Push it

Bryn Mawr College’s Performing Arts Series presents 'abandoned playground'

In
3 minute read
Cross-country team or dance ensemble? (Photo by Effy Falck.)
Cross-country team or dance ensemble? (Photo by Effy Falck.)

We live in boundary-stretching times. As soon as you think “surely this is the limit” or “at least it can’t get worse,” a new circumstance pushes its way in, reconfiguring us and changing our limits. But Abby Z and the New Utility's abandoned playground at Bryn Mawr College Performing Arts asked whether it could be welcome and thrilling to test what we can handle.

abandoned playground, the exhilarating second offering of Bryn Mawr College’s Performing Arts Series, is the kind of performance art that tries the stamina of its performers and its audience — but when we were forced to the breaking point, the air around us crackled. This was a marathon to witness, and Abby Z and the New Utility are ones to look out for.

Going cross-country

The hourlong movement piece by choreographer Abby Zbikowski, executed by her company, explores the push and pull between painstaking effort and the triumph of breaking through to new levels. The audience walked into a square playing space with multiple entrances; the dancers were already at center, rhythmically stretching and jogging to the beat of the music. Clad in yellow running shorts with a white stripe on the side, black athletic shirts, and black sneakers, they were like a sports team warming up for a big game instead of a dance ensemble. But what was to come was so athletically heroic that the cross-country-team aesthetic was part function, part reminder of what these dancers were going to attempt.

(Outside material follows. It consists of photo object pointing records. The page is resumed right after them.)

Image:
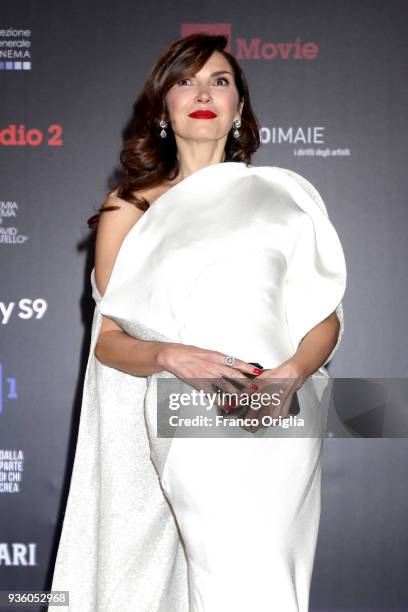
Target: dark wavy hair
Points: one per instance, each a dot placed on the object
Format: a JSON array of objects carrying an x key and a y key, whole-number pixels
[{"x": 148, "y": 159}]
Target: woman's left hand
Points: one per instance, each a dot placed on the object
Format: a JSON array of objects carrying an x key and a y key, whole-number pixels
[{"x": 273, "y": 390}]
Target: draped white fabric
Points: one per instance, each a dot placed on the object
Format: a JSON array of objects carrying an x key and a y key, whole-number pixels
[{"x": 234, "y": 258}]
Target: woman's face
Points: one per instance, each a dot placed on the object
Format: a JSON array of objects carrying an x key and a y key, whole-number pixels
[{"x": 211, "y": 89}]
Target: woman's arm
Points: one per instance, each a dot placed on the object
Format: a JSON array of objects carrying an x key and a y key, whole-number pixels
[
  {"x": 117, "y": 349},
  {"x": 314, "y": 348}
]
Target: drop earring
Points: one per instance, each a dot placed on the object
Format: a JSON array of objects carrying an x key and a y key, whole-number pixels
[
  {"x": 163, "y": 124},
  {"x": 236, "y": 125}
]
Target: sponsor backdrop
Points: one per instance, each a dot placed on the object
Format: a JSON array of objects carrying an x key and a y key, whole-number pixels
[{"x": 328, "y": 82}]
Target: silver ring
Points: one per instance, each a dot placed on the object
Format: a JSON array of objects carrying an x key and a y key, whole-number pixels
[{"x": 229, "y": 360}]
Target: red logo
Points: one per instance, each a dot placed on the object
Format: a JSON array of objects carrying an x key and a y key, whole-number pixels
[{"x": 255, "y": 48}]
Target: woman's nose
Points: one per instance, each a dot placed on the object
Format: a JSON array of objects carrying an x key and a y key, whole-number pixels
[{"x": 203, "y": 95}]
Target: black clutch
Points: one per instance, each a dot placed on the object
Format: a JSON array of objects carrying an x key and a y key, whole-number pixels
[{"x": 294, "y": 406}]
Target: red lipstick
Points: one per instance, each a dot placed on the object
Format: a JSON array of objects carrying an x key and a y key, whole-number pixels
[{"x": 202, "y": 115}]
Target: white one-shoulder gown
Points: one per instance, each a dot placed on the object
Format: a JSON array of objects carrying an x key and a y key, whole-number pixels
[{"x": 234, "y": 258}]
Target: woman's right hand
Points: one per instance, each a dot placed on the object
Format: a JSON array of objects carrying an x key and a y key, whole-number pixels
[{"x": 202, "y": 368}]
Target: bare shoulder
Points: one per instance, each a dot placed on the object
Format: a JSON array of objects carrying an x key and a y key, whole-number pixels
[{"x": 112, "y": 229}]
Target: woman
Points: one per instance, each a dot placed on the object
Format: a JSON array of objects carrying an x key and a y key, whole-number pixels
[{"x": 204, "y": 265}]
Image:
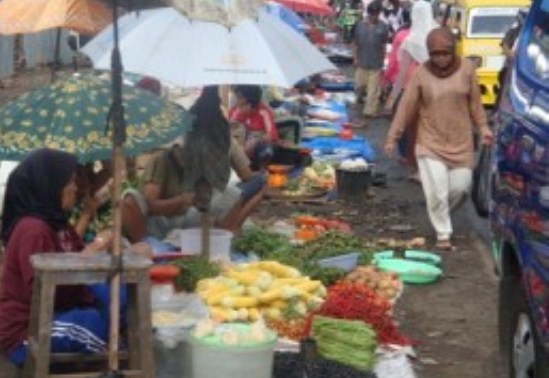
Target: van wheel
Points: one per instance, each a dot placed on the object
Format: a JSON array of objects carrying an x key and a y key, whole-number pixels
[{"x": 520, "y": 347}]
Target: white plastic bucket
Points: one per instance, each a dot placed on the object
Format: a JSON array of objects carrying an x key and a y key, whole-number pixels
[
  {"x": 231, "y": 362},
  {"x": 220, "y": 243}
]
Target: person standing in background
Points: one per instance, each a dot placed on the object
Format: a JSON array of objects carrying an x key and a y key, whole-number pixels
[
  {"x": 391, "y": 71},
  {"x": 443, "y": 98},
  {"x": 369, "y": 45},
  {"x": 412, "y": 52}
]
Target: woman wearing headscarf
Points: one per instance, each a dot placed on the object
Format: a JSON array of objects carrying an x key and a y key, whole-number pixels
[
  {"x": 40, "y": 194},
  {"x": 391, "y": 71},
  {"x": 443, "y": 97},
  {"x": 411, "y": 53},
  {"x": 258, "y": 120}
]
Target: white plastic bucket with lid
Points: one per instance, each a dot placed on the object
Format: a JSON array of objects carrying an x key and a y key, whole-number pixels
[
  {"x": 220, "y": 243},
  {"x": 228, "y": 361}
]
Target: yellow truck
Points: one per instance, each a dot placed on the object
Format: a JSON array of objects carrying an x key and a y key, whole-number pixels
[{"x": 479, "y": 26}]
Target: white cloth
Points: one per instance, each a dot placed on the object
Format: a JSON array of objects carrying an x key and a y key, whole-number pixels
[
  {"x": 423, "y": 22},
  {"x": 159, "y": 226},
  {"x": 445, "y": 188}
]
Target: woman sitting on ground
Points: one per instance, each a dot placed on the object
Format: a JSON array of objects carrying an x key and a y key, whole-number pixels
[
  {"x": 258, "y": 120},
  {"x": 40, "y": 193}
]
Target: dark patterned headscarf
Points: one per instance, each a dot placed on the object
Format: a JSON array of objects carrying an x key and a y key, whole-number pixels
[
  {"x": 206, "y": 146},
  {"x": 442, "y": 39},
  {"x": 34, "y": 188}
]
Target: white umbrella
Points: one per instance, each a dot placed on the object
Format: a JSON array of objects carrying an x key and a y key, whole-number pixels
[
  {"x": 164, "y": 44},
  {"x": 225, "y": 12}
]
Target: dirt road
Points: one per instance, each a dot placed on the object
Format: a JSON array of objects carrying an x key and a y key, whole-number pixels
[{"x": 454, "y": 321}]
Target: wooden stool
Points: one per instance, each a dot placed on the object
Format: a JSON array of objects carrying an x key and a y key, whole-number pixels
[{"x": 53, "y": 269}]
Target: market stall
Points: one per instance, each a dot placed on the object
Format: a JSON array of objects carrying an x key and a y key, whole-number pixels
[{"x": 303, "y": 294}]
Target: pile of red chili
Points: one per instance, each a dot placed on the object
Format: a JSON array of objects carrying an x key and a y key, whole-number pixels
[{"x": 347, "y": 300}]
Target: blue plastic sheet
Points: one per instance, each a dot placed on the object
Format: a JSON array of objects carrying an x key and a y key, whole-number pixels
[{"x": 335, "y": 148}]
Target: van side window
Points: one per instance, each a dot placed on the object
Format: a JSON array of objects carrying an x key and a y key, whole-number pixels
[{"x": 537, "y": 50}]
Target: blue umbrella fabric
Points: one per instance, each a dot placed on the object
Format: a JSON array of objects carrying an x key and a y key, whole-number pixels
[
  {"x": 286, "y": 15},
  {"x": 71, "y": 115}
]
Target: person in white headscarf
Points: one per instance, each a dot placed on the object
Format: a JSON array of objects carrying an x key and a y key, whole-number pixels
[
  {"x": 411, "y": 53},
  {"x": 413, "y": 50}
]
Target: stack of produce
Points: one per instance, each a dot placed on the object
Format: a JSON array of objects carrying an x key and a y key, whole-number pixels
[
  {"x": 349, "y": 342},
  {"x": 264, "y": 288},
  {"x": 347, "y": 300},
  {"x": 386, "y": 285},
  {"x": 271, "y": 246},
  {"x": 320, "y": 174}
]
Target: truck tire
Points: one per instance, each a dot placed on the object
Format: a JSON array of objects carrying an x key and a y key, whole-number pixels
[{"x": 521, "y": 350}]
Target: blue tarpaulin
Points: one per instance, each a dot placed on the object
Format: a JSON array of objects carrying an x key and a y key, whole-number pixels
[{"x": 335, "y": 148}]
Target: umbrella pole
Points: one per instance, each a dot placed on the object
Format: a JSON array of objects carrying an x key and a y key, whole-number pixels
[
  {"x": 119, "y": 136},
  {"x": 205, "y": 234},
  {"x": 57, "y": 55},
  {"x": 114, "y": 337}
]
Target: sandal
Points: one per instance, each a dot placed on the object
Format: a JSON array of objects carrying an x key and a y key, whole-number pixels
[{"x": 445, "y": 245}]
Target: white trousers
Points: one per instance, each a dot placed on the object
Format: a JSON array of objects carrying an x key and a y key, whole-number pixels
[{"x": 445, "y": 188}]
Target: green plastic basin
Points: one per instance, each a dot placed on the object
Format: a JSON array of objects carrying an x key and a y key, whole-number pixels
[
  {"x": 412, "y": 255},
  {"x": 410, "y": 271}
]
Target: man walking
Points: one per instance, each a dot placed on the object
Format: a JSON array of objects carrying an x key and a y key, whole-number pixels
[{"x": 370, "y": 40}]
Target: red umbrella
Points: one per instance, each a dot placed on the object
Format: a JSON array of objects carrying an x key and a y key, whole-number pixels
[{"x": 319, "y": 7}]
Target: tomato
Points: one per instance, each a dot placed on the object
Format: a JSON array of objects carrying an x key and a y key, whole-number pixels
[{"x": 163, "y": 273}]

The punk-techno soundscape from Raphael Xavier surged and abandoned playground hit the ground running — literally, these dancers were running suicide drills across the floor. (To anyone having flashbacks to punishing gym classes: it gets more dangerous from here.) But then the music cut out, only emerging again in brief moments, and we were left with the sounds of the dancers: a symphony of grunts and labored breathing, the squeaks of rubber soles scraping the floor, and rebel yells.

No one flies alone in ‘abandoned playground.’ (Photo by Effy Falck.)
No one flies alone in ‘abandoned playground.’ (Photo by Effy Falck.)

The audience didn’t get to sit back as music covered the performers’ exertions. It was intimate — and, as energetic as Xavier’s musical choices were, I didn’t miss them when they were gone. I was relieved when I could go back to the sounds of the performers and frustrated when periodic music separated us.

Water breaks

Zbikowski is fascinated by the “choreographic potential of the body being pushed beyond its perceived limits,” and boy, did she push her team. Dancers spun in straightleg pirouettes longer than even your imaginations might allow. They pounded the earth with their feet and hands over and over again until it seemed they might make the center of the earth vibrate. They crawled across the floor with impossible slowness and control one minute, then sprung up to do seemingly unending high-knee jumps the next. It was exhausting and uncompromising. It was invigorating. I felt dehydrated just watching them.

Beyond their impressive athleticism, the dancers pushed and encouraged each other throughout. When dancers left the playing space for a much-deserved rest and water break, they still actively watched those onstage, saying things like “let it go,” “mhmm,” and “you got this.” This was an ensemble undertaking. No-one was going to complete this solo, but that was never the expectation. And maybe that’s the intended takeaway: we can push ourselves all we like, but we’re never going to truly make it through if we try to go it alone.